Cs3Bi2Br9 QDs/BiOBr heterojunction photoelectrochemical biosensor with APE1 enzyme-driven bipedal DNA walker signal amplification for miRNA-320d detection

Abstract

Background: MicroRNAs (miRNAs), as pivotal biomarkers, demonstrate critical significance in early cancer diagnosis through their sensitive detection. An ultrasensitive photoelectrochemical (PEC) sensing platform for miRNA-320d detection was developed by integrating apurinic/apyrimidinic endonuclease 1 (APE1) enzyme-driven bipedal DNA walker amplification strategy.
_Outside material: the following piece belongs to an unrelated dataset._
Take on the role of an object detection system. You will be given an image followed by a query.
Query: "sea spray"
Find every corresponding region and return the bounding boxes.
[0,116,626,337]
Results: The platform employed a Cs₃Bi₂Br₉ QDs/BiOBr Z-scheme heterojunction as the photoactive material, which generated a robust anodic photocurrent. Upon immobilizing alkaline phosphatase (ALP)-conjugated gold nanoparticles carrying apurine/pyrimidine (AP) site-modified L1 (ALP-Au NPs-L1) probes on the heterojunction surface, catalytic hairpin assembly (CHA)-generated 3D bipedal DNA walker walked in the presence of miRNA-320d, hybridizing with L1 to form duplex structures. The APE1 enzyme then selectively cleaved these duplexes, triggering the release of ALP-Au NPs from the electrode surface. This spatial separation deactivated the catalytic capacity of ALP, inducing a pronounced photocurrent attenuation. By synergizing the exceptional PEC performance of the Cs₃Bi₂Br₉ QDs/BiOBr heterojunction, specific recognition and efficient cleavage of APE1 enzyme, and 3D walker-mediated signal amplification, this platform achieved ultrasensitive miRNA-320d detection with a detection limit of 0.1 fM and a linear range spanning 1 fM to 1 nM.

Significance: This study established novel conceptual frameworks for implementing emerging perovskite materials in PEC biosensing platforms targeting microRNA detection.

Keywords: APE1 enzyme; DNA walker; MicroRNA-320d; Perovskite quantum dots; Photoelectrochemical biosensor.